また、以下のような記述をしている辞書もありました。ランダムハウスは私の意見の裏付けとはならないかもしれませんが、一応書きます。
・オンラインのMerriam-Webster 「tens place」
the place two to the left of the decimal point in a number expressed in the Arabic system of writing numbers
・ランダムハウス第2版 「tens digit」
10の位の数字
・ランダムハウス第2版 「the tenth's place」
小数第一位
長くなってしまってすみません。
[返信]
ありがとうございます。自分自身、tenths place と教えられていたので、tens place というものがあること自体、大発見でした。それで調べてみたら、ここに解答がありました。
http://www.louisianapass.org/NewtClassroom/Dictionary.htm
- Fida
- 2008年4月10日 01:42
>5より大きい
この日本語表現にいつも頭をひねっています。
5は入るのか、入らないのか―― 入らないような
気がしたり、しなかったり。
「5以上」というと、「5は入る」とはっきりわかるのですが。
数学の記号でいうと、
5より大きい数Nは 5<N
5以上の数Nは 5≦N
ではないかと思うのですが・・
[返信]
思うんですが、「Xと同じか、より大きい」という言い方があるぐらいですから、一般的に、「Xより大きい」という場合、基準であるXは入らないのではないでしょうか。と、こう書いて、「けんてー」のQ6の話であることに気がつきました。これはおかしいですよね。「5以上」と言うのはどれかというふうに問題を訂正しました。ありがとうございます。
- Mari
- 2008年4月 9日 19:58
いつも、役に立つ情報をありがとうございます。
ところで、6つ目の問題は、「5よりも大きければ」とありますが、これは、6より大きければ、という意味だと思います。
"1より大きい more" でgoogle検索すると、別の解釈が出てくると思います。
[返信]
ありがとうございます。5よりもおおきいに相当する英語の選択肢を並べているうちに自爆してしまったようです。お詫びして訂正します。
- Sweet Beat
- 2008年4月 9日 11:24
すみません。先ほど投稿したものです。
先生が間違えているものだと、勘違いしていました。問題提起だったのですね。申し訳ありません。
[返信]
大丈夫です。どうぞ気になさらないでください。
- Shinohara
- 2008年4月 8日 10:18
>この問題では、小数点第2位で四捨五入して下さい。
理系の人間からすると、いらいらする日本語です。これでは、少数第2位を四捨五入して、小数第1位までの概数を求める、と捉えるのが普通で下の英文と一致しません。

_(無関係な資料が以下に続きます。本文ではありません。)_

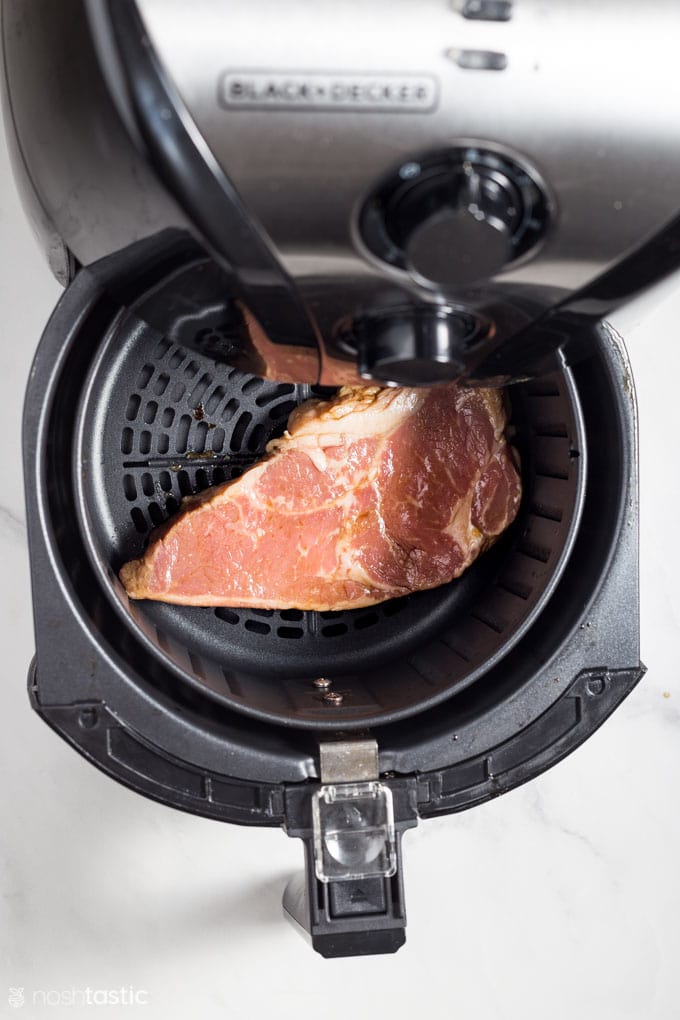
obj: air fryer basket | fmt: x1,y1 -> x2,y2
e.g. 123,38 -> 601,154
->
71,283 -> 585,729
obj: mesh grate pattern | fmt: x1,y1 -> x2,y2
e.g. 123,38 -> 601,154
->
75,310 -> 583,726
113,330 -> 406,642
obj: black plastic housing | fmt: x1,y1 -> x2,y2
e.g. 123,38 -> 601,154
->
23,237 -> 643,955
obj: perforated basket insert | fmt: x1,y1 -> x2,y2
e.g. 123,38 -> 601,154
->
77,321 -> 582,725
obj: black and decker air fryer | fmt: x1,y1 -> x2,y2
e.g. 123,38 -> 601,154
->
2,0 -> 680,956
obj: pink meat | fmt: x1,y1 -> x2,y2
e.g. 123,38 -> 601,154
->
120,385 -> 521,611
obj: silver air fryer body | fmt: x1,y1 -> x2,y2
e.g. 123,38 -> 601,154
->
2,0 -> 668,956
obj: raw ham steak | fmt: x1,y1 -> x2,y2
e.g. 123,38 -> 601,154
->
120,385 -> 521,611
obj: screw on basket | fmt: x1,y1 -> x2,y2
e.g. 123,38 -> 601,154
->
323,691 -> 345,705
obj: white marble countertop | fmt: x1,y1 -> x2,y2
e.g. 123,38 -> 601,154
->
0,127 -> 680,1020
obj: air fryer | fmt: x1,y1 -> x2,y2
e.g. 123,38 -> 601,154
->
2,0 -> 680,957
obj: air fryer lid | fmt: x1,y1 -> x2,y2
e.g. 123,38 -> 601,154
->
54,244 -> 585,729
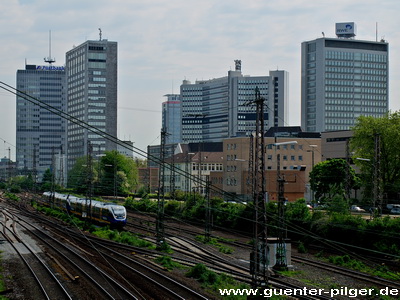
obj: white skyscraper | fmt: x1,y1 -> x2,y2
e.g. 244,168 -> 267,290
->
66,40 -> 117,169
301,23 -> 389,132
181,60 -> 288,143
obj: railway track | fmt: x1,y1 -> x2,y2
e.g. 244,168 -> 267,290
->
5,202 -> 212,300
0,209 -> 73,300
126,209 -> 400,296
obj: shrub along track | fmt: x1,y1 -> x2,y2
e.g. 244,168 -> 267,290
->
126,209 -> 400,296
1,197 -> 209,299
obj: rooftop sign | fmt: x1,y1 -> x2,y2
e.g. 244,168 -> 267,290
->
336,22 -> 357,38
36,66 -> 65,71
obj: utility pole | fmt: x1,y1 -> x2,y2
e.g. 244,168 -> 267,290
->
274,141 -> 297,271
51,147 -> 56,207
169,144 -> 175,200
250,87 -> 269,288
204,176 -> 211,243
247,132 -> 254,195
372,133 -> 382,216
32,144 -> 37,195
58,145 -> 64,186
345,138 -> 350,205
156,127 -> 167,249
86,141 -> 93,220
7,147 -> 11,182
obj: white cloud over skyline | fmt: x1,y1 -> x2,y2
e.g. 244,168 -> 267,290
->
0,0 -> 400,157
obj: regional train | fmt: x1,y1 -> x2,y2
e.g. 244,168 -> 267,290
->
43,192 -> 126,228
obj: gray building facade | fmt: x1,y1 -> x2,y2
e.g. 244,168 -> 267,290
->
301,23 -> 389,132
16,65 -> 66,180
162,94 -> 182,144
180,60 -> 288,143
66,39 -> 118,169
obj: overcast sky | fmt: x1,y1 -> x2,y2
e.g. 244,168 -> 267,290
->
0,0 -> 400,159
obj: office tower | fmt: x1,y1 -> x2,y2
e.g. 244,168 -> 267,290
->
16,61 -> 66,184
181,60 -> 288,143
162,94 -> 182,144
301,23 -> 389,132
66,36 -> 117,169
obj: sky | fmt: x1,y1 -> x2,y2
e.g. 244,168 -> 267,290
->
0,0 -> 400,159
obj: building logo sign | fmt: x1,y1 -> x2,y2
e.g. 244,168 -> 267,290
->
36,66 -> 65,71
336,22 -> 356,37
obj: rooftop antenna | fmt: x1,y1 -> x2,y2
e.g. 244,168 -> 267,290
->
44,30 -> 56,65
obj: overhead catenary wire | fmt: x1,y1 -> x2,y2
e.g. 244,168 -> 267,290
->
0,81 -> 231,200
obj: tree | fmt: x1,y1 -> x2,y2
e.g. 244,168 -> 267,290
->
310,158 -> 357,202
350,112 -> 400,205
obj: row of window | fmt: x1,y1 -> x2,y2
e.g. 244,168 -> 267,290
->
192,163 -> 223,171
325,60 -> 387,70
326,67 -> 387,76
325,51 -> 387,63
325,80 -> 387,88
325,86 -> 386,95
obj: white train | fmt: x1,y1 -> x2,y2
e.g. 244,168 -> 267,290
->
43,192 -> 126,228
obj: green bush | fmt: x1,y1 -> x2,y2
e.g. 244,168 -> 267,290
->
154,256 -> 185,271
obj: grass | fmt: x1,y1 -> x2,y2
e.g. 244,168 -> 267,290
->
92,227 -> 156,249
0,252 -> 8,300
154,256 -> 185,271
37,206 -> 156,252
186,264 -> 250,300
328,255 -> 400,280
196,235 -> 233,254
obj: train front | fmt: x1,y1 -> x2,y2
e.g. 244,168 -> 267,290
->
109,205 -> 126,227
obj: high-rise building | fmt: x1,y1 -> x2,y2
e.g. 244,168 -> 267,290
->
162,94 -> 182,144
16,61 -> 66,184
180,60 -> 288,143
301,23 -> 389,132
66,39 -> 117,169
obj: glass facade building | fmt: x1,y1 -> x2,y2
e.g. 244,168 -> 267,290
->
180,61 -> 288,143
16,65 -> 66,180
301,37 -> 389,132
162,94 -> 181,144
66,40 -> 117,169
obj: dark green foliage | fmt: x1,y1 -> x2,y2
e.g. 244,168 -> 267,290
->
186,264 -> 249,299
310,158 -> 358,203
196,235 -> 233,254
155,256 -> 184,271
329,255 -> 400,280
297,242 -> 307,253
350,111 -> 400,204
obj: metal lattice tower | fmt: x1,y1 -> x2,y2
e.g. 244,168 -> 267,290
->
247,132 -> 254,195
372,134 -> 383,216
250,87 -> 268,288
156,127 -> 167,248
274,154 -> 287,271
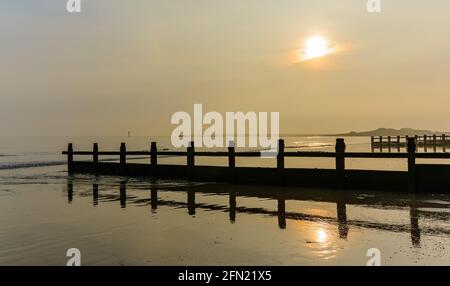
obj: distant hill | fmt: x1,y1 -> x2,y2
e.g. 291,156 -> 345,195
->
332,128 -> 448,136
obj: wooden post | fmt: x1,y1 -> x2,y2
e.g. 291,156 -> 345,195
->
277,139 -> 284,174
120,143 -> 127,166
335,138 -> 346,188
188,188 -> 197,215
150,188 -> 158,210
408,138 -> 416,193
423,135 -> 428,152
67,143 -> 73,172
67,179 -> 73,204
92,143 -> 98,164
120,181 -> 127,209
150,142 -> 158,167
187,141 -> 195,178
92,184 -> 98,206
230,190 -> 236,223
336,199 -> 348,239
433,134 -> 437,153
228,141 -> 236,182
277,197 -> 286,229
442,134 -> 447,153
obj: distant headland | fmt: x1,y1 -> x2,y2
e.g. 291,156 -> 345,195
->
327,128 -> 449,136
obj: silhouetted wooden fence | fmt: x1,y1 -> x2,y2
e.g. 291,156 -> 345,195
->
63,137 -> 450,192
371,134 -> 450,152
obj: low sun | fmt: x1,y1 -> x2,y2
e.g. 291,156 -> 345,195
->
302,35 -> 334,61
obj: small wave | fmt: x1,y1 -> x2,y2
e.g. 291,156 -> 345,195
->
285,142 -> 334,148
0,161 -> 67,170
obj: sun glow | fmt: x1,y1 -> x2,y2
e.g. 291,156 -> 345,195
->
302,35 -> 335,61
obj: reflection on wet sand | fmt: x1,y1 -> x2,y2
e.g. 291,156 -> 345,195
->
67,178 -> 450,247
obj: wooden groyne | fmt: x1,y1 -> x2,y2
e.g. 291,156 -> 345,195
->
63,137 -> 450,193
370,134 -> 450,152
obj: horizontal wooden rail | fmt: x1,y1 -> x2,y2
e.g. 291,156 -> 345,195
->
62,137 -> 450,192
62,151 -> 450,159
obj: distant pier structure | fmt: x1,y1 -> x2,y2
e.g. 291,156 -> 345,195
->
371,134 -> 450,152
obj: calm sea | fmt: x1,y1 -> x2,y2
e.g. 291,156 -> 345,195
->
0,136 -> 450,265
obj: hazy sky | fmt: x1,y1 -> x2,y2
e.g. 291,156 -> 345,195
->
0,0 -> 450,135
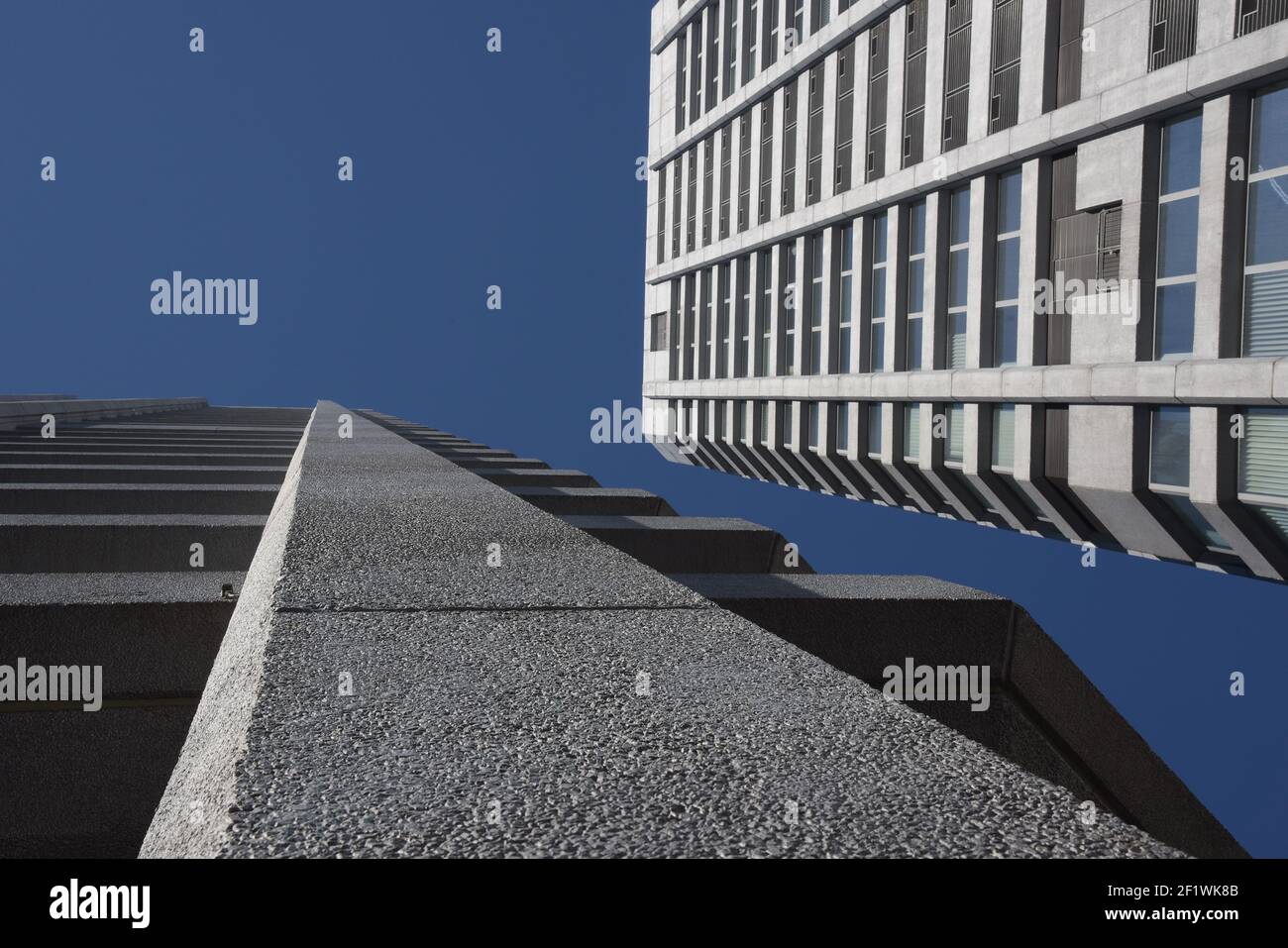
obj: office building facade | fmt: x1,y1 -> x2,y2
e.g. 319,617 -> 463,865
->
643,0 -> 1288,580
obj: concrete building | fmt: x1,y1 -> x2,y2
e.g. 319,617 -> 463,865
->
0,395 -> 1244,857
643,0 -> 1288,580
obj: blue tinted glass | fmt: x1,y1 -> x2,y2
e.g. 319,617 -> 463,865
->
1252,85 -> 1288,171
948,188 -> 970,244
1158,197 -> 1199,277
1248,174 -> 1288,265
1155,283 -> 1194,358
909,201 -> 926,254
996,237 -> 1020,300
909,261 -> 926,313
905,319 -> 921,372
1159,112 -> 1203,194
948,250 -> 970,306
993,306 -> 1020,366
997,170 -> 1024,233
1149,407 -> 1190,487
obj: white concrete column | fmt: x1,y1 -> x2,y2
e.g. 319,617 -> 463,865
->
968,0 -> 994,142
885,7 -> 909,175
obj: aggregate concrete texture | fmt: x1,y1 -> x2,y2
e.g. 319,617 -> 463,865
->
141,402 -> 1179,857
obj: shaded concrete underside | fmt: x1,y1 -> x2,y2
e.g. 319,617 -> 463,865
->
0,399 -> 308,857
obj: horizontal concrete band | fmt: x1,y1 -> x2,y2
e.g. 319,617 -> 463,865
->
644,357 -> 1288,406
142,402 -> 1176,857
0,464 -> 286,484
0,398 -> 206,432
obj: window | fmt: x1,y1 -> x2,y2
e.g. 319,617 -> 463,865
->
720,123 -> 733,240
988,0 -> 1024,134
901,0 -> 928,167
805,232 -> 827,374
684,273 -> 698,378
1234,0 -> 1288,36
1055,0 -> 1083,108
690,16 -> 702,123
1149,406 -> 1229,550
760,0 -> 782,71
780,240 -> 796,374
1243,85 -> 1288,356
836,223 -> 854,374
702,136 -> 716,248
722,0 -> 738,99
648,313 -> 671,352
864,20 -> 890,181
1154,112 -> 1203,360
945,186 -> 970,369
756,250 -> 774,376
657,164 -> 666,264
669,279 -> 684,378
903,402 -> 921,464
993,168 -> 1024,366
805,63 -> 824,205
944,402 -> 966,468
698,266 -> 716,378
671,156 -> 684,259
742,0 -> 760,85
905,198 -> 926,372
1239,408 -> 1288,542
675,30 -> 690,136
870,211 -> 890,372
808,0 -> 832,33
782,81 -> 798,214
716,263 -> 733,378
684,149 -> 698,254
868,402 -> 885,460
833,43 -> 854,194
738,110 -> 751,233
734,257 -> 751,378
943,0 -> 973,152
993,404 -> 1015,474
756,95 -> 774,224
704,0 -> 720,112
786,0 -> 805,52
1149,0 -> 1197,69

For this question, round off to two decimal places.
の正確な日本語表現は
この問題では、四捨五入によって小数第2位までの概数を求めなさい。
です。
[返信]
おっしゃるとおりです。おそらくはアメリカの小学校の教科書の英語に和訳をつけたつもりなのでしょうが、なんだかわけのわからないことになっています。なお、この項、今書き換えています。
- Shinohara
- 2008年4月 8日 09:53

上のコメントで間違い?とお尋ねしたモノです。
どんなコメントが返ってくるかと、コワゴワのぞいたのですが、
(NHKラジオへの率直な意見とか見てるし~)
なんだか、かわいいコメントで、一層、ファンになりました。
ず~っと前に、職務分掌の英語を教えてもらって、(ラジオ講師をされていたとき)メールのお返事をいただいたことがあります!
[返信]
Sweet Beat さん、はじめまして。わざわざご「正体」を明らかにしてくださり、恐縮です。どうぞ今後ともこのブログをよろしくお願いします。